The visual vocabulary size ranged from 300 to 1200 words. For the experiments with dense SURF, we used multi-scale feature extraction with scale step 1.6, starting from scale 1.6, up to scale 6.4. We also experimented with various sizes of square regions, for the extraction of the colour features. We used 18 × 18 and 36 × 36 square areas. For dense feature extraction we used grid steps of 4, 10, 18 and 36 pixels, both horizontally and vertically. For the method of [10] we used CLBP of patch size 4 × 4 and 8 × 8. For the classification we used an SVM with RBF kernel.

Most notable results are summarized in Table 1. In this Table we may observe that best performance was achieved for the case of dense Lab features using a window size of 18 × 18 pixels and a visual vocabulary of 700 words. The best performance of standard SURF features (i.e., applied on grayscale images) was achieved using dense extraction and a vocabulary size of 800 words. However, this advantageous performance comes at cost of efficiency, since the number of samples obtained by dense SURF is higher (due to the regular sampling process). In addition, our approach had better results in comparison with of the state-of-the-art method of [10]. In any case the application of SURF on the a channel of CIE-Lab leads to an increase of AUC.

Table 1. Experimental Results; in dense (x), x denotes the step, in SURF (y), y denotes the colour space (g: greyscale, a: a channel of Lab). Note that in case of SURF feature description, image patches are selected by the algorithm, thus marked herein as “N/A”

4 Conclusions

In this paper we presented a weakly supervised classification scheme for automated lesion detection in VCE videos. We followed the BoW paradigm and created a visual dictionary encoding all extracted image features into visual words. A novel contribution of this paper is that we extended our state-of-the-art colour features [16, 17], according to the bag-of-visual-words model and created BoW image descriptions, which were used to train SVM classifiers. We evaluated four different feature extraction schemes, including a state-of-the-art approach, and investigated among others the use of colour and different sampling schemes. Our results indicate that standard SURF features are not capable of providing a reliable descriptor in the given problem. However, when applied to the Lab colour space, their performance is boosted. The latter are able to provide valuable results within the proposed weakly-supervised scheme, which could be used as an alternative to the demanding in terms of manual annotation effort, fully-supervised, schemes.
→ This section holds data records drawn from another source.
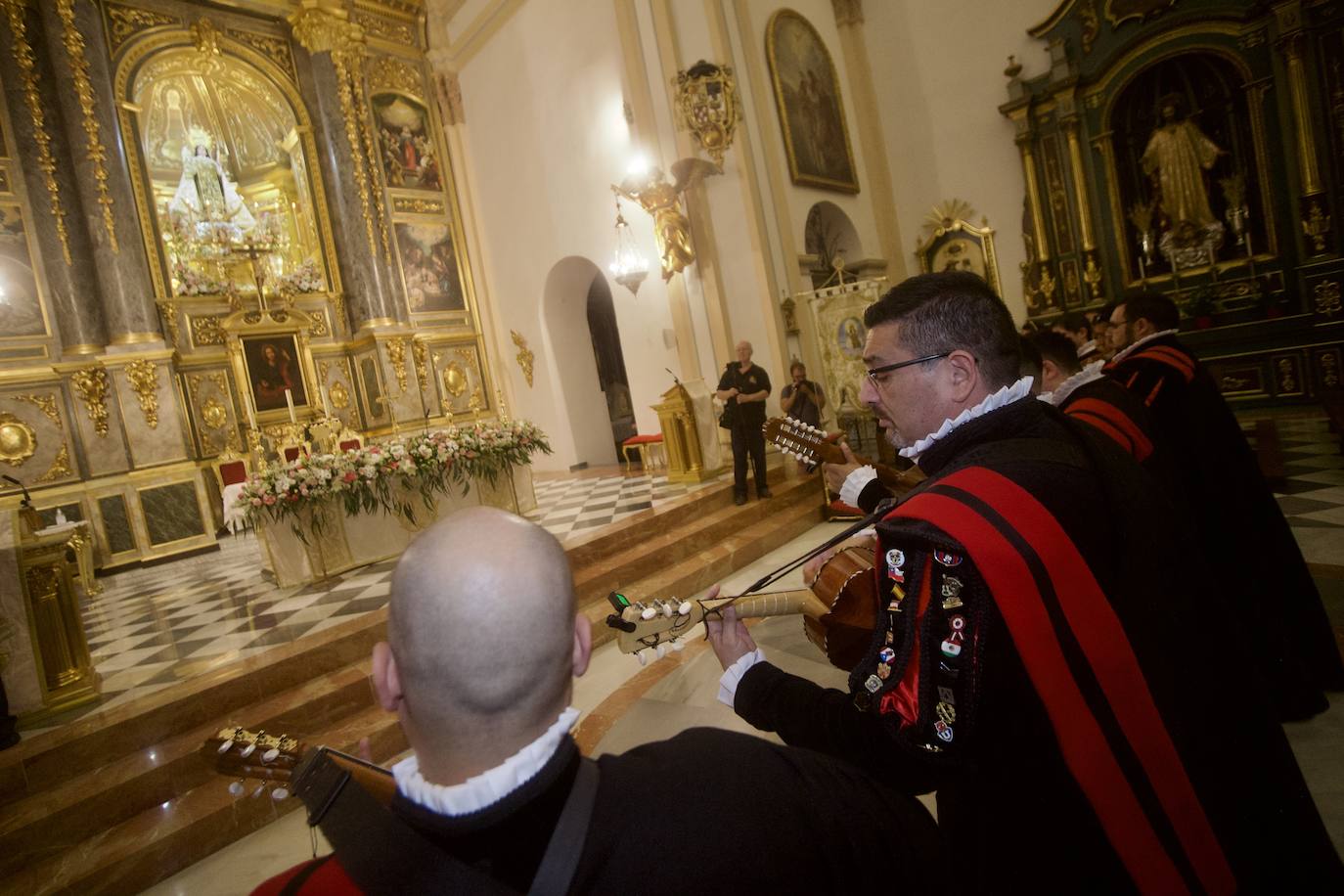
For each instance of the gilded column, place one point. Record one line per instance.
(79, 61)
(50, 179)
(359, 216)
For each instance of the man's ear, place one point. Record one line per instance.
(582, 644)
(963, 374)
(387, 681)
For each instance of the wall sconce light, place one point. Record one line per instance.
(628, 266)
(707, 105)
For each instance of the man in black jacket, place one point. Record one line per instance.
(484, 643)
(1050, 657)
(1262, 575)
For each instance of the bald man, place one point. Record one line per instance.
(484, 640)
(743, 389)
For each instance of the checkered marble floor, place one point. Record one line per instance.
(152, 628)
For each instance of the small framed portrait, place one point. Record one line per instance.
(274, 364)
(850, 337)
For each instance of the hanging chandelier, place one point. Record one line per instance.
(628, 266)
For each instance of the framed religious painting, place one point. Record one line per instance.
(410, 158)
(430, 269)
(807, 96)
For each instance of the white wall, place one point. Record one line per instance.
(938, 74)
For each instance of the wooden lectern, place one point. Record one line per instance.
(690, 439)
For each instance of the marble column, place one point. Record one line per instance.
(373, 291)
(57, 215)
(75, 45)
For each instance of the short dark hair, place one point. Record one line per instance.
(948, 310)
(1058, 348)
(1153, 308)
(1075, 321)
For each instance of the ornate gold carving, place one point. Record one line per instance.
(1316, 226)
(214, 414)
(126, 22)
(27, 71)
(416, 205)
(144, 381)
(18, 439)
(205, 331)
(1326, 295)
(45, 403)
(397, 355)
(390, 72)
(60, 468)
(420, 353)
(391, 31)
(83, 90)
(90, 384)
(524, 356)
(269, 46)
(338, 394)
(707, 105)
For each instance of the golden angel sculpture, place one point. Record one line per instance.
(204, 193)
(1176, 157)
(661, 201)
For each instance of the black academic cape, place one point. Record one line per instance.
(707, 812)
(1256, 559)
(1063, 680)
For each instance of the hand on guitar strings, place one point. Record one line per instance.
(728, 634)
(837, 473)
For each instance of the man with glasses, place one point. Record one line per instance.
(1052, 670)
(1265, 583)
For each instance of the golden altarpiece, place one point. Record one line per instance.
(1193, 148)
(171, 171)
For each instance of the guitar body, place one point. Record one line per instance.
(847, 585)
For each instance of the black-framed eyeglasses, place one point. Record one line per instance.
(887, 368)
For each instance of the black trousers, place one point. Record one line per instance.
(747, 438)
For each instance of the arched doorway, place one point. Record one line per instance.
(581, 330)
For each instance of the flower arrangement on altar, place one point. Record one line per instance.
(387, 474)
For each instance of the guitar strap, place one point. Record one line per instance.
(384, 855)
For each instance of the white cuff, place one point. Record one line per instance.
(855, 482)
(733, 675)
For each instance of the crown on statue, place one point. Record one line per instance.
(198, 136)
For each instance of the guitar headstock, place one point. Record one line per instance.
(238, 752)
(801, 441)
(652, 626)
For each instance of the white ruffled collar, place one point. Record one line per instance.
(1006, 395)
(489, 786)
(1089, 374)
(1129, 349)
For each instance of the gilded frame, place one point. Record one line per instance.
(946, 242)
(130, 57)
(808, 179)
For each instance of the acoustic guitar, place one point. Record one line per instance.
(811, 445)
(839, 612)
(284, 765)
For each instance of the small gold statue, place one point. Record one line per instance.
(660, 199)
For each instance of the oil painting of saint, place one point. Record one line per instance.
(273, 366)
(403, 132)
(807, 96)
(428, 263)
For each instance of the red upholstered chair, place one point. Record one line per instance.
(643, 445)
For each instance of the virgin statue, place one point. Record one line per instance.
(204, 191)
(1176, 157)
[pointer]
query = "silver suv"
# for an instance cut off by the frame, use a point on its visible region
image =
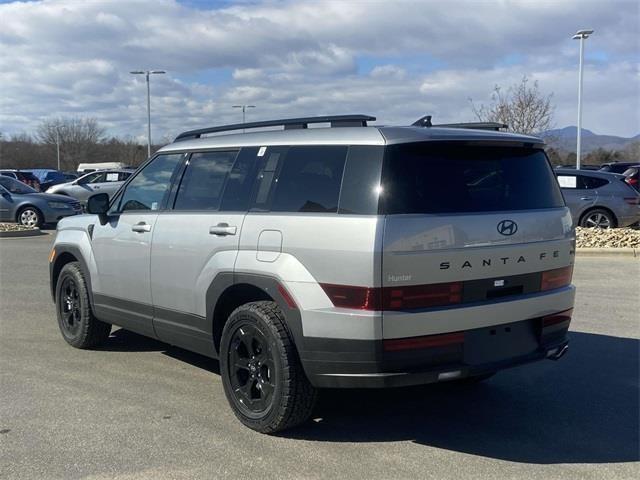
(347, 256)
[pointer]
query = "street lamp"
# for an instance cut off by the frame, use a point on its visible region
(244, 109)
(146, 73)
(581, 35)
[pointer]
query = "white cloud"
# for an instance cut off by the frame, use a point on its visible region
(303, 58)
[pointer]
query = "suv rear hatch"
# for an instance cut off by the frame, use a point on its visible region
(470, 225)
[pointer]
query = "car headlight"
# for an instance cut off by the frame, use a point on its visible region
(58, 205)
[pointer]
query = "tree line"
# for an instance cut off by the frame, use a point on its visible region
(81, 140)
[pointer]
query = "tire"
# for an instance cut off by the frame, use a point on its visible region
(271, 393)
(598, 218)
(30, 217)
(77, 324)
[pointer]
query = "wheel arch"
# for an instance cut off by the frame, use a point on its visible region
(65, 254)
(230, 290)
(598, 207)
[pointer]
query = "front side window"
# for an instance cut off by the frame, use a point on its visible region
(149, 190)
(203, 181)
(310, 180)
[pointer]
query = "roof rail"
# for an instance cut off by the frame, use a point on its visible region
(426, 122)
(287, 123)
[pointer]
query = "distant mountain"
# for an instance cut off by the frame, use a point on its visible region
(565, 139)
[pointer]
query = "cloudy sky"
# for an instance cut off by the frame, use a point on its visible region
(396, 60)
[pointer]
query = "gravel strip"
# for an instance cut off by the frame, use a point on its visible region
(607, 238)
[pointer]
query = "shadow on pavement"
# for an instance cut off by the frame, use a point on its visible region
(584, 408)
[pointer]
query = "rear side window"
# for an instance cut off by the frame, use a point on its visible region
(310, 179)
(432, 178)
(203, 181)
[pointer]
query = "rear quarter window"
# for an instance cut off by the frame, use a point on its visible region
(436, 178)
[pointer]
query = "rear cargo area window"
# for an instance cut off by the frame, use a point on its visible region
(434, 178)
(310, 180)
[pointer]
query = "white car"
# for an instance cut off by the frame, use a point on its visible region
(103, 181)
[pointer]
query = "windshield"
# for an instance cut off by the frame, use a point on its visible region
(456, 178)
(14, 186)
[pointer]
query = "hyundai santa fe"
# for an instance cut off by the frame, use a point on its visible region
(345, 256)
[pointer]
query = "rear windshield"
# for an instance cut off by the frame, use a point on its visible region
(444, 178)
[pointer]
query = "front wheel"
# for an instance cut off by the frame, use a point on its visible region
(30, 217)
(261, 373)
(77, 324)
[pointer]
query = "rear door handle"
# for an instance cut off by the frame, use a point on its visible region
(141, 227)
(222, 229)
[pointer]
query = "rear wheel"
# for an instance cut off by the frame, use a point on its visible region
(77, 324)
(261, 373)
(30, 217)
(598, 218)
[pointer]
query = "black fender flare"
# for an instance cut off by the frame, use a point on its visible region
(271, 286)
(56, 265)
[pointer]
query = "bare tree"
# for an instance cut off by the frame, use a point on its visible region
(79, 138)
(522, 107)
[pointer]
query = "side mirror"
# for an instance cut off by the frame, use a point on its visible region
(98, 204)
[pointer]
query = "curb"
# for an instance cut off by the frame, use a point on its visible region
(22, 233)
(623, 252)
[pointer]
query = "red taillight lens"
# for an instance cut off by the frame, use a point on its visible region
(421, 296)
(347, 296)
(394, 298)
(560, 277)
(557, 318)
(429, 341)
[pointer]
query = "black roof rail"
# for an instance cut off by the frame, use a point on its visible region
(426, 122)
(287, 123)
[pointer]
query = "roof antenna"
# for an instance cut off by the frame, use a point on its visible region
(422, 122)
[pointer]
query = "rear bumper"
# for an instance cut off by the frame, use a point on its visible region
(366, 364)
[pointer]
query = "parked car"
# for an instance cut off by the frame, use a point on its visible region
(48, 177)
(27, 178)
(617, 167)
(631, 176)
(328, 257)
(104, 181)
(599, 199)
(21, 203)
(94, 167)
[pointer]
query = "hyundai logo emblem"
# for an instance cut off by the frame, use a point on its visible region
(507, 227)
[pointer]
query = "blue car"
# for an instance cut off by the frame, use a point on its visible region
(21, 203)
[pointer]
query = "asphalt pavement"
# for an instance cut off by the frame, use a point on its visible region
(138, 408)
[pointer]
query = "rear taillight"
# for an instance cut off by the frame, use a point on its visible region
(560, 277)
(429, 341)
(394, 298)
(421, 296)
(347, 296)
(557, 318)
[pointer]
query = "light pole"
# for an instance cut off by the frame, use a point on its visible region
(581, 35)
(244, 109)
(146, 73)
(58, 144)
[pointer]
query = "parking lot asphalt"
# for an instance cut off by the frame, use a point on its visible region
(138, 408)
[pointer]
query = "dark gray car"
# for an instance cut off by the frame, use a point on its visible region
(599, 199)
(103, 181)
(21, 203)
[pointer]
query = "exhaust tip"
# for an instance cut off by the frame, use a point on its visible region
(557, 353)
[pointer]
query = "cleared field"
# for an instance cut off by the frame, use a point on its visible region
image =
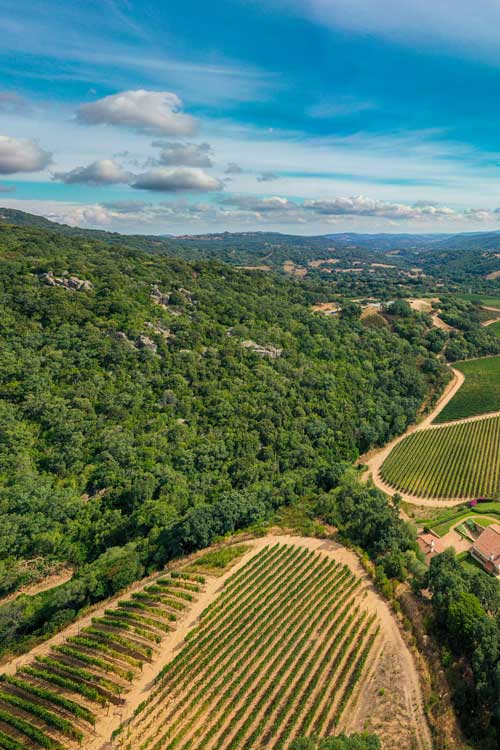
(454, 461)
(482, 300)
(480, 393)
(284, 635)
(495, 328)
(55, 700)
(279, 653)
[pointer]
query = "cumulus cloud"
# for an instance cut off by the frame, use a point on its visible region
(271, 204)
(362, 206)
(22, 155)
(233, 168)
(176, 180)
(102, 172)
(184, 154)
(151, 112)
(11, 102)
(267, 177)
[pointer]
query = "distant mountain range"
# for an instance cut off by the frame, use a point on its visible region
(471, 253)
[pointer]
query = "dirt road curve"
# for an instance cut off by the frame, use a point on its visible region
(390, 698)
(374, 459)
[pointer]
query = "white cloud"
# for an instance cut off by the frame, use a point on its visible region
(176, 180)
(233, 168)
(11, 102)
(267, 177)
(22, 155)
(184, 154)
(362, 206)
(102, 172)
(273, 213)
(260, 205)
(152, 112)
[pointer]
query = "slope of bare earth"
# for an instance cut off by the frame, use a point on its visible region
(49, 582)
(396, 712)
(375, 458)
(387, 699)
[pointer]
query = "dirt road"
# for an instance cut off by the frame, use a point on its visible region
(375, 458)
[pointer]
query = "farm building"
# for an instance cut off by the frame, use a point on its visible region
(430, 545)
(486, 549)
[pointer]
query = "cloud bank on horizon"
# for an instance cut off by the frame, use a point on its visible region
(367, 117)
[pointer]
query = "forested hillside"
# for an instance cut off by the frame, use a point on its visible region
(150, 404)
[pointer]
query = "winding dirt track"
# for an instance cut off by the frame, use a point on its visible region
(389, 699)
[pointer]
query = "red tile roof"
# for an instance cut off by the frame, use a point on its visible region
(488, 544)
(430, 545)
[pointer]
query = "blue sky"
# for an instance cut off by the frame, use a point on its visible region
(305, 116)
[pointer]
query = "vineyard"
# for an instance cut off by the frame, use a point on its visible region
(480, 392)
(54, 701)
(454, 461)
(281, 652)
Open research topics in the area of BoW with application to weakly-supervised lesion detection include the construction of visual vocabularies (flat vs. hierarchical approaches, predefined vs. dynamically selected sizes), the selection of interest points (dense vs. salient vs. hybrid), the selection of patches surrounding interest points (shape, size, orientation) and of course their description (colour vs. greyscale vs. binary descriptors). We plan to perform a thorough systematic investigation to assess the effect of each part of BoW schemes to the overall results, within the context of lesion detection in VCE videos.